Nor is this the first case like this. Here's another:
Let the force be with the good guys...pleaseAre you beginning to see a pattern here?
What are people to do if the police can’t help them to solve major problems of lawlessness affecting their lives? Sometimes, desperation forces them to take matters into their own hands.
Bill Clifford, a 77-year-old war veteran tormented for months by local yobs who banged on his door, threw stones at his windows and shoved eggs through his letter box, eventually brandished a toy pistol at them to try to scare them into leaving him alone.
The police, who according to his brother had earlier told him that they couldn’t do anything unless Mr Clifford caught the youngsters up to their mischief, did something now. They arrested Mr Clifford and charged him.
The day before he was due to appear in court, he hanged himself in the kitchen of his one-bedroomed housing association home.
Residents of the Oxmoor estate in Huntingdon decided last Sunday afternoon that they’d had enough of the problems caused by drug dealers and addicts.

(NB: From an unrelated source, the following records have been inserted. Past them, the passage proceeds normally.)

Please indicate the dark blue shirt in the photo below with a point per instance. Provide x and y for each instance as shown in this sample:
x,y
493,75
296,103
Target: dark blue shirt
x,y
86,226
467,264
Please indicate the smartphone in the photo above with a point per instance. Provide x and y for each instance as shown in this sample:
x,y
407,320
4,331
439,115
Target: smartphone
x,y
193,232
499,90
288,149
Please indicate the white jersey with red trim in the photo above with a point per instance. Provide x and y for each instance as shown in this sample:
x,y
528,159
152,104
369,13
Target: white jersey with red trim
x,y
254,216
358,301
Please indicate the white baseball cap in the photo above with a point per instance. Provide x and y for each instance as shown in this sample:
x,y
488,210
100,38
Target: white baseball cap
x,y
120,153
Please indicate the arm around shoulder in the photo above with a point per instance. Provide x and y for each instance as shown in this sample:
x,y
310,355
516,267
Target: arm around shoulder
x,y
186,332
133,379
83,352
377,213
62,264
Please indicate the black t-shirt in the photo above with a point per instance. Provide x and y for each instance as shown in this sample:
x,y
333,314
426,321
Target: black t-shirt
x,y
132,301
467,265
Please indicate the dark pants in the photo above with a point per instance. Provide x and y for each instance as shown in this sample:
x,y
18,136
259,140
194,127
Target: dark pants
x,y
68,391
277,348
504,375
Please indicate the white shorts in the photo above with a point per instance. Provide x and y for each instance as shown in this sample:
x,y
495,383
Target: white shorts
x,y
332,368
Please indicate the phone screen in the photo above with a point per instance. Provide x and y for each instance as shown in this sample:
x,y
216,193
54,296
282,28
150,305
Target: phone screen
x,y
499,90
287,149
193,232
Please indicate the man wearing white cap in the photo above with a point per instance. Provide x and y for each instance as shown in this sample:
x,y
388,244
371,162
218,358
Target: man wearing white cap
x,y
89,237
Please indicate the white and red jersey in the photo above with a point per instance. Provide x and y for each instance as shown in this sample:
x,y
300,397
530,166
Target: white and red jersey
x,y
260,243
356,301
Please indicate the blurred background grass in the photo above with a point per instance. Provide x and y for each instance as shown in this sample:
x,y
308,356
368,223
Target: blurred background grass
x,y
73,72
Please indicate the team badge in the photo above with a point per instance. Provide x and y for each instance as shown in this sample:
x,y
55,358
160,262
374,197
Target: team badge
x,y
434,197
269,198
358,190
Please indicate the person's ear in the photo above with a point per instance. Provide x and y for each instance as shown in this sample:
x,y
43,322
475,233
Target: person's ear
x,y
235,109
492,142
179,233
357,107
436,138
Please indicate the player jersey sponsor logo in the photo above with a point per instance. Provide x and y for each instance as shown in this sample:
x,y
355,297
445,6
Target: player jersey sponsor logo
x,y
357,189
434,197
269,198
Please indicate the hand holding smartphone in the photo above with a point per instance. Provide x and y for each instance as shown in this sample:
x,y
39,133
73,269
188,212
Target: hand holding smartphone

They were sick of dealing taking place in public, and of discarded needles lying about the place posing a threat to their children.
“The police know it’s going on but they don’t seem bothered,” one woman told a reporter after the estate erupted into a six-hour riot.
For once, the police turned up on the estate in force. Sixty officers were called in to tackle the mob, arrest a dozen troublemakers and escort the dealers to safety.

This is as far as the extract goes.